Funding to help bring cellulosic ethanol to market and help revolutionize the industry
WASHINGTON, DC – U.S. Department of Energy (DOE) Secretary Samuel W. Bodman today announced that DOE will invest up to $385 million for six biorefinery projects over the next four years. When fully operational, the biorefineries are expected to produce more than 130 million gallons of cellulosic ethanol per year. This production will help further President Bush’s goal of making cellulosic ethanol cost-competitive with gasoline by 2012 and, along with increased automobile fuel efficiency, reduce America’s gasoline consumption by 20 percent in ten years.

Funding for these projects is an integral part of the President’s Biofuels Initiative that will lead to the wide-scale use of non-food based biomass, such as agricultural waste, trees, forest residues, and perennial grasses in the production of transportation fuels, electricity, and other products. The solicitation, announced a year ago, was initially for three biorefineries and $160 million. However, in an effort to expedite the goals of President Bush’s Advanced Energy Initiative and help achieve the goals of his Twenty in Ten Initiative, within authority of the Energy Policy Act of 2005 (EPAct 2005), Section 932, Secretary Bodman raised the funding ceiling.


DOE

From the initial pork barrel size of $160 MILLION Dollars last year to even bigger porker size of $385 MILLION Dollars, the Celluloisc Ethanol backers must be drooling at the lips at the thought of that much of YOUR money they can get their paws on for their Ethanol Factories.

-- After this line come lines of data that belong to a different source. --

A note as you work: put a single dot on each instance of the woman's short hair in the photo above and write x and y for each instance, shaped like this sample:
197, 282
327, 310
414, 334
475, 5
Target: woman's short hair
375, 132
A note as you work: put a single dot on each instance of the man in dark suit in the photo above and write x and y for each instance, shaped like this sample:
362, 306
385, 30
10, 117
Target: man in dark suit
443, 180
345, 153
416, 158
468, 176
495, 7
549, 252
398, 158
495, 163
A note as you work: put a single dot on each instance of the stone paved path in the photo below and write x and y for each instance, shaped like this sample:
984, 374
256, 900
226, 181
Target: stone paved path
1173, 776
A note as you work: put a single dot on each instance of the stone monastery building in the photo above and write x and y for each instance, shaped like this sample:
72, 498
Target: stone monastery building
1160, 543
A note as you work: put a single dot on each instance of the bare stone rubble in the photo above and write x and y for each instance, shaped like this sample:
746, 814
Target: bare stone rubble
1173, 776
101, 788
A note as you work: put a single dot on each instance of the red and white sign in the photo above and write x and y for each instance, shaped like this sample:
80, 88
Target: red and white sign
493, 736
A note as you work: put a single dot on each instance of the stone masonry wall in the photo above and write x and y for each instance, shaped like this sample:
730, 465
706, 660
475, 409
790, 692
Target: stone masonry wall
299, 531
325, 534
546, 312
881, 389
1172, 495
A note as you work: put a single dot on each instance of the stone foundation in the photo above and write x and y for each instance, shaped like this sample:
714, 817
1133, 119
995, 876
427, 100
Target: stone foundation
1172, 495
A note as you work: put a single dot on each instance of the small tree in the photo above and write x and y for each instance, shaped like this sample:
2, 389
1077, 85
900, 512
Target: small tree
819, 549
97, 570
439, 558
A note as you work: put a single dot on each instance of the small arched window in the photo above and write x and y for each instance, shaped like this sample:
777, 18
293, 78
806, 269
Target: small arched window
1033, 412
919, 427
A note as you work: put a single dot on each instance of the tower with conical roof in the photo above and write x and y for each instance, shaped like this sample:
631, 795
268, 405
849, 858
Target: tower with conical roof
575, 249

Cellulosic Ethanol Factories use not corn, but plant wastes from industrial processes (sawdust, paper pulp) and agricultural plant wastes (corn stover, cereal straws) to produce ethanol.Cellulose Energy

This is probably the type of plant that a certain company is wanting to build in the Ozarks. It makes fiscal sense for them to use waste products from the lumber industry, of which there are numerous sources in the Ozarks.

Using corn, which is not grown in the Ozarks and would have to be shipped in, makes no sense. The added shipping costs alone would be prohibitive.

But using one of the Ozarks natural resources, like forest products, does make sense for the local ethanol factory.

To sell this boondoggle, pork laden project to the locals, one could envision the old "bait and switch." The "bait and switch" involves selling someone a suspicious product, but dressing it up to look like something else that can be sold.

By the time the customer realizes he's been swindled, it's too late, the flim-flam man has high-tailed it down the road, looking for another "investor."

Between clear-cutting the Ozarks forests and polluting and depleting the Ozarks Aquifer, there's nothing to be gained from having an "Ethanol Factory" here in the Ozarks.